As described in Under the hood, KuboCD generates a FluxCD HelmRelease resource for each module in a package. The Flux helm-controller then executes the deployment using its embedded Helm instance.

The Flux HelmRelease resource provides several parameters to configure behavior when failures occur:

  • HelmRelease.spec.timeout: The wait time for individual Kubernetes operations (e.g., Hooks) during a Helm action.
  • HelmRelease.spec.install: Configuration for Helm install actions.
  • HelmRelease.spec.upgrade: Configuration for Helm upgrade actions.

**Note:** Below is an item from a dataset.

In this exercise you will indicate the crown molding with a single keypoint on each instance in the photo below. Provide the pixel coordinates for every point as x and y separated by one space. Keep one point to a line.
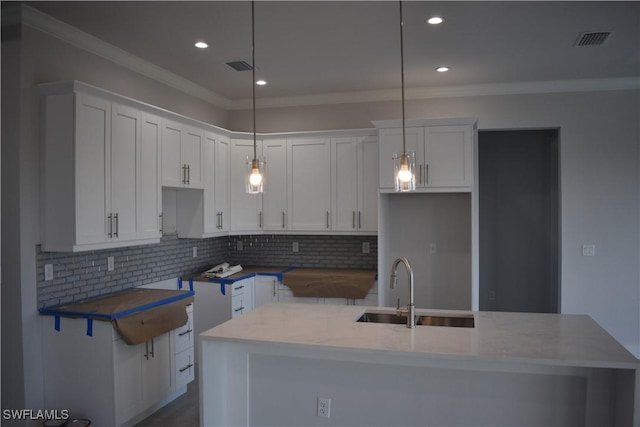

For full details, refer to the Flux documentation for install and upgrade.

Failure Strategies

A common requirement is to automatically retry or remediate failed deployments. For example, a configuration that attempts to uninstall and re-install a failed release up to 10 times:

spec:
  install:
    strategy:
      name: RemediateOnFailure
    remediation:
      retries: 10
  upgrade:
    strategy:
      name: RemediateOnFailure
    remediation:
      retries: 10

To avoid manually defining these verbose configurations for every release, KuboCD allows you to define named strategies in the global configuration (Config).

Configuring Global Strategies

Sample Config resource:

apiVersion: kubocd.kubotal.io/v1alpha1
kind: Config
metadata:
  name: global-config
spec:
  defaultHelmTimeout: 3m0s
  defaultOnFailureStrategy: updateOnFailure
  onFailureStrategies:
    - name: stopOnFailure
      strategy: {}

    - name: reinstallOnFailure
      strategy:
        install:
          strategy:
            name: RemediateOnFailure
          remediation:
            retries: 10
        upgrade:
          strategy:
            name: RemediateOnFailure
          remediation:
            retries: 10

    - name: updateOnFailure
      strategy:
        install:
          strategy:
            name: RetryOnFailure
            retryInterval: 1m0s
        upgrade:
          strategy:
            name: RetryOnFailure
            retryInterval: 1m0s

Defined Strategies:

  • stopOnFailure: Do nothing on failure (default Flux behavior).
  • reinstallOnFailure: Uninstall and re-install up to 10 times.
  • updateOnFailure: Retry the update every minute until success.

Default Settings:

  • defaultOnFailureStrategy: Sets the strategy used by default for all deployments (updateOnFailure in this example).
  • defaultHelmTimeout: Sets the default HelmRelease.spec.timeout (3 minutes).

Applying Strategies

Strategies can be applied or overridden at multiple levels:

  1. Global Default: As defined in defaultOnFailureStrategy.
  2. Package Level: Override per module using package.module[X].onFailureStrategy and timeout.
  3. Release Level: Override per module using moduleOverrides.

Example: Overriding at Release Level

apiVersion: kubocd.kubotal.io/v1alpha1
kind: Release
metadata:
  name: podinfo1
  namespace: default
spec:
  package:
    repository: quay.io/kubodoc/packages/podinfo
    tag: 6.7.1-p01
  moduleOverrides:
    main:
      onFailureStrategy: reinstallOnFailure
      timeout: 2m

In this example, the main module will use the reinstallOnFailure strategy and a custom timeout of 2 minutes.